# Laptop Lüfter bläst laut im kalten Zustand



## Hawkzton (27. April 2016)

*Laptop Lüfter bläst laut im kalten Zustand*

Hallo zusammen,

der Lüfter eines Laptops bläst beim start oder aus dem Standby heraus, selbst wenn die Temperaturen kalt-normal sind extrem laut.
Dies macht er erst ab dem Windows Lade Bildschirm, sobald man den Netzstecker rein ODER raus steckt, geht es weg und bleibt auch normal laut.

Heißt:
Rechner hochfahren mit Stromkabel -> bläst -> ausstecken hört auf -> einstecken -> bleibt OK
Rechner hochfahren ohne Stromkabel -> bläst -> einstecken hört auf -> ausstecken -> bleibt OK

Jemand ne Idee?  Danke im Voraus

LG
dNy


----------



## AUKMINI (27. April 2016)

*AW: Laptop Lüfter bläst laut im kalten Zustand*

Moin dNy! Ich hatte mal so ein Phänomen, wenn die ACPI / HAL im Windows nicht richtig erkannt wurde bzw. nicht richtig eingebunden war. In der Hardware-Ansicht schlicht gesagt: Treiber erneuern.... dann Reboot... danach war das Phänomen weg. OB es das bei Dir ist, kann ich natürlich nicht sagen.


----------



## Hawkzton (27. April 2016)

*AW: Laptop Lüfter bläst laut im kalten Zustand*

Hab mal geschaut, ist wieder so ein Junk Samsung Rechner 2 Jahre Windows drauf mit Standard OS von Samsung -> heißt unmengen an unnötiger Software... acpi treiber sind drin.... das interessante ist für das Modell NP530u4e gibt es keine Treiber für U4C aber schon 

Samsung ATIV Book 5 53U4E X1  (NP53U4E-X1DE) | Support | SAMSUNG Deutschland

nur handbücher...

zusätzliche Energie Software oder Samsung Energie battery bla bla ist nicht drauf, was stören könnte...

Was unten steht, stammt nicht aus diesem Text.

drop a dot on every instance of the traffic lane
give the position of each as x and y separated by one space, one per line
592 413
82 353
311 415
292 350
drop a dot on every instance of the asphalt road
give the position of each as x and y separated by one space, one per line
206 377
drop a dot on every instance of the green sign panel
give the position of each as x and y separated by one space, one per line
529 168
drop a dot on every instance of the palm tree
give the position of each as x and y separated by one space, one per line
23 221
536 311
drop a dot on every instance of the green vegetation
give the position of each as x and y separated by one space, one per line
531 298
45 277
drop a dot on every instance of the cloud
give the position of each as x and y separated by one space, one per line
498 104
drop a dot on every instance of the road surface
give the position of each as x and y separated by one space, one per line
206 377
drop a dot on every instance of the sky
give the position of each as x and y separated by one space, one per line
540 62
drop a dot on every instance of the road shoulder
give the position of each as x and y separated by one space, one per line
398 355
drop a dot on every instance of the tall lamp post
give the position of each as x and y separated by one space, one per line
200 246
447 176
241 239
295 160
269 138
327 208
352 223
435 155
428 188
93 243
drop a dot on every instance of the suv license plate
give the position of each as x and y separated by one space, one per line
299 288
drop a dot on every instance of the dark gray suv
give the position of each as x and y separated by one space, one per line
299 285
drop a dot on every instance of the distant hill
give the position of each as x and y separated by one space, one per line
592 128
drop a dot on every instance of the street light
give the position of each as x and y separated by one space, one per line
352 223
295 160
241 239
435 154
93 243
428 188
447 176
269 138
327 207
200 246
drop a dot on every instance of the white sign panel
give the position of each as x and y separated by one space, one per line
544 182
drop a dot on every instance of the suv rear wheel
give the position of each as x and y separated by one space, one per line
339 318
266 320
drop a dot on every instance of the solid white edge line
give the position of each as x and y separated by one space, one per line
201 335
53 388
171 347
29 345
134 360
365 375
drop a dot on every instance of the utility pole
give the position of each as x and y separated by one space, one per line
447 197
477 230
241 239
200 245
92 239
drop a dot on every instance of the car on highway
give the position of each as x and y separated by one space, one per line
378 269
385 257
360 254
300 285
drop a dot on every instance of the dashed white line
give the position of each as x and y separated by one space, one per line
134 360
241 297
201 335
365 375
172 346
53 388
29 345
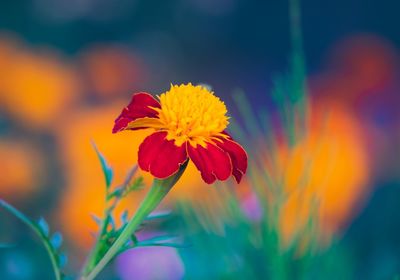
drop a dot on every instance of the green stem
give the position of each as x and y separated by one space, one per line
158 191
39 232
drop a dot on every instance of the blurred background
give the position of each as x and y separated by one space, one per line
67 68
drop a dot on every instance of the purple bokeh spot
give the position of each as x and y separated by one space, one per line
252 208
150 263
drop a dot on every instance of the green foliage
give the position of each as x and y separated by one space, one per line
52 243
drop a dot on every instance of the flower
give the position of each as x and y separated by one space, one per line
190 122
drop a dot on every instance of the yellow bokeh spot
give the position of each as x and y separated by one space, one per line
192 113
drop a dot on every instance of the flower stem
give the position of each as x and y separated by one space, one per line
158 191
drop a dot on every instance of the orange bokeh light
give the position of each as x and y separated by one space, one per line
39 88
324 174
111 71
22 167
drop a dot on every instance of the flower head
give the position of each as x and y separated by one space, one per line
190 122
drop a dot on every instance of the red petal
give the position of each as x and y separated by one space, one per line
238 156
139 107
161 157
213 162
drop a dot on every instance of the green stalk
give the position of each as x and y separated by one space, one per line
158 191
42 236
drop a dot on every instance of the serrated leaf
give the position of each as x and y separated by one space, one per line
159 215
56 240
124 217
136 185
41 229
44 226
117 192
107 170
112 222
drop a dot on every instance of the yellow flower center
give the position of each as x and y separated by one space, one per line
192 113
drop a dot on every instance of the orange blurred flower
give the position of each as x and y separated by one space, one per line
111 70
324 174
39 87
22 167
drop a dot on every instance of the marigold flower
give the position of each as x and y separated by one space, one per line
190 122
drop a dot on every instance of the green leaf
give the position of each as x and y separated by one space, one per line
6 246
44 226
162 241
107 170
42 230
159 215
63 260
117 192
124 217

Vielleicht war ich auch zu blöd die Treiber zu finden, aber ich würde einfach sagen Windows ist einfach hin!  nach 2 Jahren unerfahrener weiblicher Benutzung, kann man das annehmen 

Danke & Gruß


EDIT:

im abgesicherten Modus ist es ebenfalls!


----------



## flotus1 (27. April 2016)

*AW: Laptop Lüfter bläst laut im kalten Zustand*

Man könnte es noch mit einem Linux Live-System testen.


----------